Mille giorni di governo, Conte accusa la Meloni: “Solo banche e armi festeggiano”

Il leader M5S accusa il governo: “Più armi, meno sanità. Gli italiani faticano a vivere, ma banche e industria bellica brindano”

Duro attacco a Palazzo Chigi: “Altro che traguardo, è un fallimento sociale”
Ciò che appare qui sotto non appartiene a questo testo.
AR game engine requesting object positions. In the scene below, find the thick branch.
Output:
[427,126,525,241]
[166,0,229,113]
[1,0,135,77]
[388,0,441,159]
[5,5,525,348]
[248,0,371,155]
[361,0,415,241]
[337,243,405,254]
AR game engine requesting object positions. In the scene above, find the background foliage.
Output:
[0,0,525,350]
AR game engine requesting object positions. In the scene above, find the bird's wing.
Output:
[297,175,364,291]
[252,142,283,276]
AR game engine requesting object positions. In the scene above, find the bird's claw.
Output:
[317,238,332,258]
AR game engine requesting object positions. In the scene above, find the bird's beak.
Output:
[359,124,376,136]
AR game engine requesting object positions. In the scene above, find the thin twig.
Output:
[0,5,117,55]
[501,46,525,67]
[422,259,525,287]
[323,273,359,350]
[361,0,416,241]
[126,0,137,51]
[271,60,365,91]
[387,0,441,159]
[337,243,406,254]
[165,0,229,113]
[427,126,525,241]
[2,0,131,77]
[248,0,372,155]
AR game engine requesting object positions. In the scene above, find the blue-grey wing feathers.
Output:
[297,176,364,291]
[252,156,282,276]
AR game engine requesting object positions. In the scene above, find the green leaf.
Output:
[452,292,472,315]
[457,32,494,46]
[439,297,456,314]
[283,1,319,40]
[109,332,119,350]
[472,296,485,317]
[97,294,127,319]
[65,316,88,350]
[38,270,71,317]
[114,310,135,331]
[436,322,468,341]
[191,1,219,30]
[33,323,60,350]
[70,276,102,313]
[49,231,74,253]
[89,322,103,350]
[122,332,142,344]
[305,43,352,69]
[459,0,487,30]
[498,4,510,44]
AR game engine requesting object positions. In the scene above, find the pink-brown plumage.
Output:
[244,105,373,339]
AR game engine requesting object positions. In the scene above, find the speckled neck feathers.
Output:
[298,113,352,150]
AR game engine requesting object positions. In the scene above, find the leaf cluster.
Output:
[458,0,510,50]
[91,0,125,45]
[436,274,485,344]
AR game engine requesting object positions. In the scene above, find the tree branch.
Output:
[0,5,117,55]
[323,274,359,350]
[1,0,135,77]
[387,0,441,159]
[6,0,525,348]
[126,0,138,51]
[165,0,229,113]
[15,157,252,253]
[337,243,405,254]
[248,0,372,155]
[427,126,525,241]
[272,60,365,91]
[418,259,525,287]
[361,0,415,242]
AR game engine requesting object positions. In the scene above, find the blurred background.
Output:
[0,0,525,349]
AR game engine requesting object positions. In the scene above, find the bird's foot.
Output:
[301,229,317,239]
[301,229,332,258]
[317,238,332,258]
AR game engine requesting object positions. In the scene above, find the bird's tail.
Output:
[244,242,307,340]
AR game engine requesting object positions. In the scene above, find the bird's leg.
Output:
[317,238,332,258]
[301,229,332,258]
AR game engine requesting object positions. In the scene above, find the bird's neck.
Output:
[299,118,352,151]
Non usa mezzi termini il presidente del Movimento 5 Stelle, Giuseppe Conte, per commentare il traguardo dei mille giorni di governo della premier Giorgia Meloni. Intervistato dal Tg1, l’ex presidente del Consiglio ha criticato aspramente l’operato dell’esecutivo, definendolo un bluff: «È finito il tempo delle bufale. Dopo mille giorni di governo dovrebbe assumersi le proprie responsabilità».

Secondo Conte, la narrazione di un’Italia in ripresa non trova riscontro nella realtà quotidiana delle famiglie italiane, messe in difficoltà dalla crisi economica e dal caro vita.

Conte: “Gli italiani fanno fatica a vivere, ma il governo pensa alle armi”

Nel suo intervento, il leader pentastellato ha elencato le emergenze che, a suo dire, l’esecutivo avrebbe aggravato: «La verità è che crolla il potere d’acquisto degli italiani. Il lavoro è sottopagato, aumentano le tasse e gli italiani hanno difficoltà a pagare bollette, a fare la spesa, fino anche ad andare in vacanza».

Particolarmente critico il passaggio sulle priorità di spesa pubblica: «Tolgono i soldi dalla sanità e mettono sulle armi. Gli unici a festeggiare sono banche e industria delle armi», ha accusato Conte, sottolineando un presunto squilibrio tra tagli al welfare e aumento degli stanziamenti per la difesa.

Il giudizio è netto: per il leader del Movimento 5 Stelle, l’Italia reale è molto diversa da quella rappresentata dal governo, e il disagio sociale è destinato ad aumentare se non si invertirà la rotta sulle politiche economiche e sociali.